Comment 6 Michele Polese 2017-08-23 04:24:05 UTC
Created attachment 2906 [details]
Proposed patch
Comment 7 Michele Polese 2017-08-23 04:25:33 UTC
Created attachment 2907 [details]
Test draft

Test for the ssthresh after an RTO.
Comment 8 Michele Polese 2017-08-23 04:28:42 UTC
Natale, Tom,
I created the patch and also a draft of the test.
However, I have some issues in re-creating in the test the condition for which bytesInFlight/2 > 2*SMSS. Do you have any suggestion?
Thanks!
Comment 9 natale.patriciello 2017-08-23 06:56:38 UTC
I think it is not necessary to make the connection fail; I think we need only this (pseudocode):


- send segment [1, 100]
- drop segment 50
- send segment 50 (triggered by fast recovery)
- drop segment 50
- .... (time passes)
- RTO fires for segment 50, check ssthresh half of the in flight (25 segments in this particular case)
- send segment 50 (triggered by RTO)
- drop segment 50
- .... (time passes)
- RTO fires for segment 50, check ssthresh == as before (no halving)
Comment 10 Michele Polese 2017-08-23 07:57:09 UTC
Created attachment 2908 [details]
Test draft
Comment 11 natale.patriciello 2017-09-10 06:06:02 UTC
Hello Michele,

the test is running fine even without the patch applied... I would like to include it before the next release (next week).

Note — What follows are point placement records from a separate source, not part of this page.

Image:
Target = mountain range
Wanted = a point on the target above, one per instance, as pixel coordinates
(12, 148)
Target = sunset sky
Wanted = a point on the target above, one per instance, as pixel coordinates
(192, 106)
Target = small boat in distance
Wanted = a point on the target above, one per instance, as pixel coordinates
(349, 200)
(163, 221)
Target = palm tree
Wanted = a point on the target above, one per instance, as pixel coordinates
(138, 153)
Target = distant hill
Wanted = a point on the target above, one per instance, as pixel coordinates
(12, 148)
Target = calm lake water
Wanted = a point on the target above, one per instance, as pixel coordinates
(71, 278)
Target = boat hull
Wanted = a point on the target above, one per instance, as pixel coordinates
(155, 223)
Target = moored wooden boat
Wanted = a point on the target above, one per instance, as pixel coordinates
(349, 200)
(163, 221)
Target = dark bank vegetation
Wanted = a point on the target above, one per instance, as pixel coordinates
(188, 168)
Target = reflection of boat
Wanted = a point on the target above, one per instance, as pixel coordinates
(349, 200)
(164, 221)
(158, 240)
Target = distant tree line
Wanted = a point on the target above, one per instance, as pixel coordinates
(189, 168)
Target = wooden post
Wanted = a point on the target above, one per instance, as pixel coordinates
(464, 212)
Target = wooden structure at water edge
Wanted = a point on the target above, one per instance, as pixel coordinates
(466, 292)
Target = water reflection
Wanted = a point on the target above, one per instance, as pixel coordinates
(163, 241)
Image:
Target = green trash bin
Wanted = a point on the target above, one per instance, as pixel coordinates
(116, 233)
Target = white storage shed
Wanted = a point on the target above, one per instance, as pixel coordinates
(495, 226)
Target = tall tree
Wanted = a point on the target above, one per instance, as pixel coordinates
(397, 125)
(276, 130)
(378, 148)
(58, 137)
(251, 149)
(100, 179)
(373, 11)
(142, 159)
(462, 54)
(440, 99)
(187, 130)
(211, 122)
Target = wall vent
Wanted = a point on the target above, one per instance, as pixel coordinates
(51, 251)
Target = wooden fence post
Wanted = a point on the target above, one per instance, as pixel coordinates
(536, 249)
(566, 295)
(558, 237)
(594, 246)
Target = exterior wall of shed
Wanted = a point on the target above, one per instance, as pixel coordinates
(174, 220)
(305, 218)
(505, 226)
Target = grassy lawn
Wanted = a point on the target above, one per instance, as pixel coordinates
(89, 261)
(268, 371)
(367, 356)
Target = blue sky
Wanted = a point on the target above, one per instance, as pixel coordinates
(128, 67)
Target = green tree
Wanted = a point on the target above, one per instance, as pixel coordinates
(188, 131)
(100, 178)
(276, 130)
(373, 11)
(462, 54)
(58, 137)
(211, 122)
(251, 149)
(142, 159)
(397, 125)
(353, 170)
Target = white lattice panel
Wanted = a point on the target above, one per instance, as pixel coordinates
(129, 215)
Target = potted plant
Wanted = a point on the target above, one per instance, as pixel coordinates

Do you have time to work on it?
Comment 12 Michele Polese 2017-09-11 02:44:29 UTC
I can try. The thing is that it is difficult to replicate in the test environment the condition for which the amount of bytes in flight is larger that the mss. Do you have any suggestion?
Comment 13 Tom Henderson 2017-09-17 18:01:00 UTC
Pushed in commit 13070; test case in 13069.